RAÚL

Estábamos para hacernos una fotografía: cuatro adultos, en teoría con un nivel mental aceptable, reunidos para ver una película pornográfica con el fin de descubrir a un asesino. Quentin Tarantino en la cama con los hermanos Marx disfrazados de Sherlock Holmes.

Hay que joderse, hermano.

Ni siquiera faltaban las palomitas de maíz en unos cuencos de falso cristal de colores, probablemente comprados a última hora en la tienda de «Todo a cien» de nuestros vecinos chinos. Marta, oficiando de perfecta ama de casa, había preparado, además de palomitas, un surtido de frutos secos, cervezas y coca-colas.

Y mi botella de Lagavulin 17 años, el whisky que no comparto con nadie y que en aquel momento Salvio se estaba sirviendo en mi vaso favorito. Lo estaba estropeando con dos cubitos de hielo en los que podrían navegar con toda tranquilidad una familia de osos polares.

«Eso se bebe solo, gilipollas, saboreando lentamente el gusto a turba, la profundidad de los toques a madera», le grité telepáticamente a aquel fulano al que le podía perdonar que se tirase a mi mujer-en-fase-de-adiós-muy-buenas, pero de ninguna manera que se fumigase mi whisky favorito.

¡Coño, que estamos hablando de un Lagavulin 17 años!

Miré con inquina a Marta, quien me devolvió una sonrisa envenenada, y al pasar al lado de Salvio le rozó ligeramente la nuca con el brazo, ¡la muy puta!

Susana se había puesto un vestido ligero de punto que realzaba todas y cada una de sus curvas, Marta llevaba una falda ligera apropiada para lucir sus magníficas piernas, Salvio ponía cara de mala leche y se bebía mi whisky de los momentos buenos. Yo no recuerdo qué llevaba puesto, toda mi atención estaba puesta en la alarmante desaparición de mi whisky favorito. Susana, de vez en cuando, sintiéndose en territorio enemigo, me dirigía una mirada en la que se leía una petición de apoyo.

Y no era descartable que en algún lugar de la ciudad, un par de matones bisexuales nos estuviesen buscando para liquidarnos. Si se presentaban de improviso, los podríamos invitar a palomitas.

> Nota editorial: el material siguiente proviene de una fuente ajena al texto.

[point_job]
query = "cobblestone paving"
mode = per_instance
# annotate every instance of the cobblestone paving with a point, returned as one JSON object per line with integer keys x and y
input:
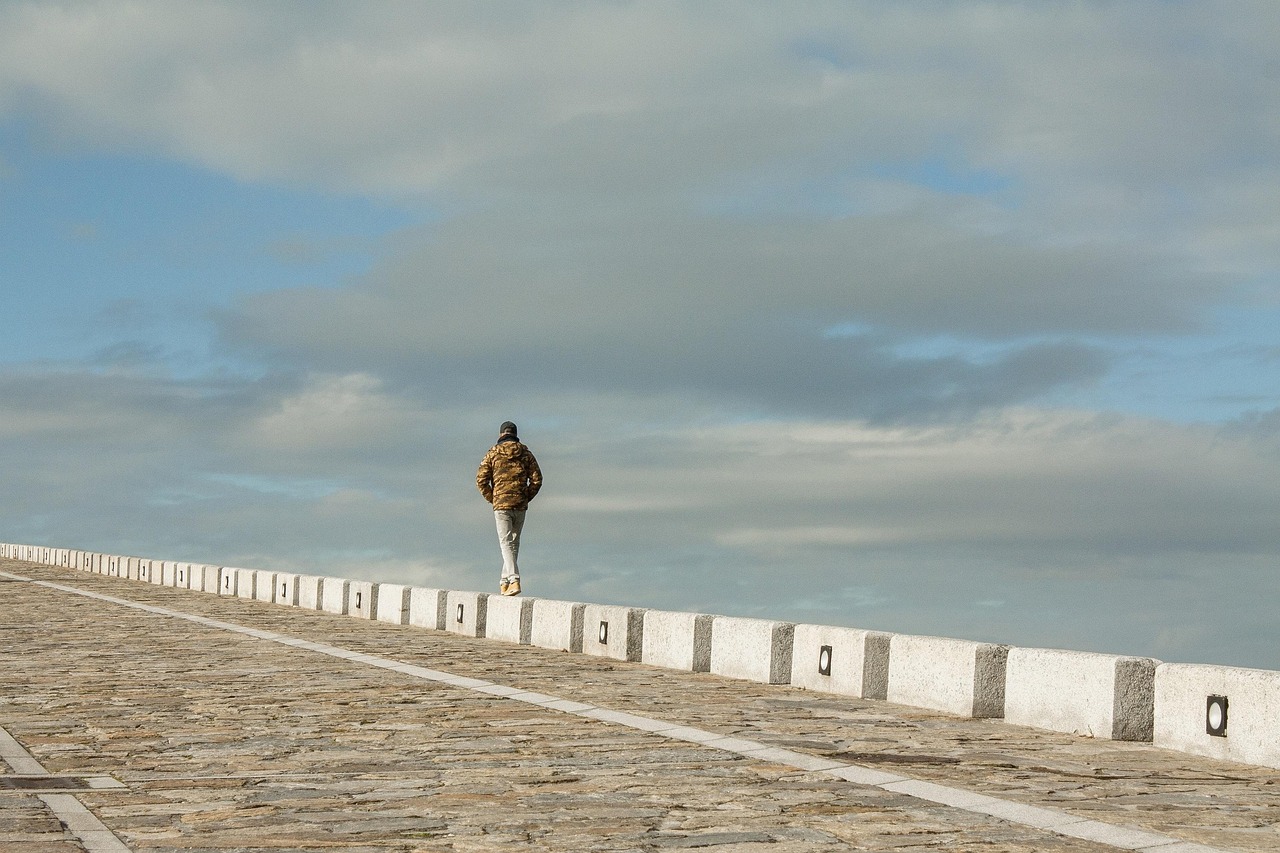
{"x": 231, "y": 743}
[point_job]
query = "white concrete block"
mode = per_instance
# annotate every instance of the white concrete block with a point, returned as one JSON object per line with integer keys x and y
{"x": 174, "y": 574}
{"x": 755, "y": 649}
{"x": 264, "y": 585}
{"x": 613, "y": 632}
{"x": 428, "y": 607}
{"x": 310, "y": 592}
{"x": 465, "y": 612}
{"x": 210, "y": 578}
{"x": 1101, "y": 696}
{"x": 510, "y": 619}
{"x": 848, "y": 661}
{"x": 951, "y": 675}
{"x": 1251, "y": 724}
{"x": 557, "y": 624}
{"x": 677, "y": 641}
{"x": 393, "y": 601}
{"x": 246, "y": 583}
{"x": 334, "y": 596}
{"x": 362, "y": 600}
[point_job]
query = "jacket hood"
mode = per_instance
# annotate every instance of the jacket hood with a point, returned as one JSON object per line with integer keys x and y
{"x": 508, "y": 450}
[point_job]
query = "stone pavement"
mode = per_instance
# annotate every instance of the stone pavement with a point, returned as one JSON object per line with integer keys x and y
{"x": 208, "y": 724}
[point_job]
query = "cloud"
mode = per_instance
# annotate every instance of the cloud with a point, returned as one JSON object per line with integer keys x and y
{"x": 778, "y": 296}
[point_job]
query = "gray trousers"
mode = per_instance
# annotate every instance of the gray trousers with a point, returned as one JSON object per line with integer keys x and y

Desgraciadamente, a whisky no podría invitarlos, ya se lo habría fumigado el mamón de Salvio.

En el momento en que Susana cogió el CD, anunció que la película se llamaba Mamá se lo monta con los pintores, y pidió permiso para ponerlo en el reproductor. Todos dábamos la impresión de llevar sobre nuestras cabezas un cielo encapotado que no nos permitía ver el sol radiante del exterior. Susana componía una expresión que procuraba transmitir a todo el grupo, decía que ella no era la responsable del título ni del contenido del bodrio que íbamos a ver.

Marta, amabilísima y procurando dejar bien claro que estaba reprimiendo una sonrisa burlona, le dijo que «claro, faltaría más».

Salvio, por un momento, desplazó su interés del whisky a la pantalla del televisor.

Yo rezaba por lo bajo para que aquel par de gorilas porno no fueran los mismos que nos siguieron el día anterior.